どう説明しようかと考えていると、テナとアルメリゼも前に出る。


「ほんとに見たよお!」

「みなさん、信じてください!」


彼女らの必死の叫びもむなしく、周囲の反応は今一つだった。冒険者たちが思い思いに喋り始める中、ニーナが俺に囁く。


「ルウィン君が説明した龍は極めて特異な事例です。すぐに調査団を派遣し、その実体を明らかにします。もちろん、あなたが説明した龍の特徴を踏まえた上で。

 それから注意報を警報に引き上げ、A級以上向けに討伐依頼をギルドから出します」


ニーナは受付嬢としてできる最大限の対応を約束してくれた。


「ありがとうございます……!」


だが、時は一刻を争う。
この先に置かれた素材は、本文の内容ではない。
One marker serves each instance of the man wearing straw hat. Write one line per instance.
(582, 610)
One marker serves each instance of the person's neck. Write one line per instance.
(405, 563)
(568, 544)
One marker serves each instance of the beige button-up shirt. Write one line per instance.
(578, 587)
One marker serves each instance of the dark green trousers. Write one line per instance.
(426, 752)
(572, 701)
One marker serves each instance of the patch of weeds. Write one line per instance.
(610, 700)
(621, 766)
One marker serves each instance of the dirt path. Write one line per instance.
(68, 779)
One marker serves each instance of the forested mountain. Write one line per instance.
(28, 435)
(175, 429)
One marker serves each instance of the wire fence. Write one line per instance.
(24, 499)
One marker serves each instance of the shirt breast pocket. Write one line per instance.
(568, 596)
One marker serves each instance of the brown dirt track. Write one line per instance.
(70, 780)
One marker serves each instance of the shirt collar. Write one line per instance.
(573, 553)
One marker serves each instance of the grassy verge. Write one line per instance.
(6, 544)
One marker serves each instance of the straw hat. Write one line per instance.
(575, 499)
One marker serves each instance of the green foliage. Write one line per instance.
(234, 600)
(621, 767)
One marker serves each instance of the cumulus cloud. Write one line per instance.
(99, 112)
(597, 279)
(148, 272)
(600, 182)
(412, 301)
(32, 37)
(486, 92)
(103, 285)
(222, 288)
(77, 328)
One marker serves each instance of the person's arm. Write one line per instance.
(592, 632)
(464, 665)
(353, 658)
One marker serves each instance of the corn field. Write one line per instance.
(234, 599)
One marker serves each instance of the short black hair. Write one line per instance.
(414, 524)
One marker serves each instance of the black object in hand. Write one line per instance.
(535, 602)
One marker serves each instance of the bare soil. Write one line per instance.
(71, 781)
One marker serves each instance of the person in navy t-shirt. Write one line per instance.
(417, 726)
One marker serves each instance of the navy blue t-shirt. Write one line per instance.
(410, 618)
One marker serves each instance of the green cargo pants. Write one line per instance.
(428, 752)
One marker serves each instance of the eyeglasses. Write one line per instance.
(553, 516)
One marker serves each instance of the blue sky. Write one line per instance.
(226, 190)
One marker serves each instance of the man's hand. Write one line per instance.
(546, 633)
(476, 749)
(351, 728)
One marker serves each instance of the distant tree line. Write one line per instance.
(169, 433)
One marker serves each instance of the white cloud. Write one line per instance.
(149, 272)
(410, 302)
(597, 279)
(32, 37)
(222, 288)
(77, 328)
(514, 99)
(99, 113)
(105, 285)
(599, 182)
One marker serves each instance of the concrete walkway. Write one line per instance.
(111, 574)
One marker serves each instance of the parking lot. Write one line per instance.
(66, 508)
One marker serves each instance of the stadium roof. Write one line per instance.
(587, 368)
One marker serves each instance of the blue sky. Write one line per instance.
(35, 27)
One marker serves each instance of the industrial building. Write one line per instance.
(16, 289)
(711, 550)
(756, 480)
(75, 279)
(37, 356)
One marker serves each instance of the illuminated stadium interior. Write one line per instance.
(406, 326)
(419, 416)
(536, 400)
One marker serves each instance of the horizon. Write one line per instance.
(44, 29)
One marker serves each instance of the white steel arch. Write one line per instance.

調査団の派遣、調査の実施、もろもろを行ったして、何日かかるか分かったものじゃない。


すぐにでも有力な冒険者で対応しなければ……どうすれば……。


「あーっはっはっは!!! 第2領域に!? マンドレイクで人を襲う龍が現れたって!? 最高の冗談だな!!」


突然、聞き覚えのある、やけに大きな笑い声がギルドに響いた。

その声に、これまた聞き覚えのあるツンツンした声が続く。


「まったく、そういう下らない冗談に付き合わされる方の身にもなってよね!!!」


俺は声がした方に振り向く。


煤焼けてぼろぼろになった白銀の騎士の鎧と、焼け焦げてあちこちに穴が開いた黒い魔女のローブが目に飛び込んできた。


A級冒険者――ネリスとミリアだ。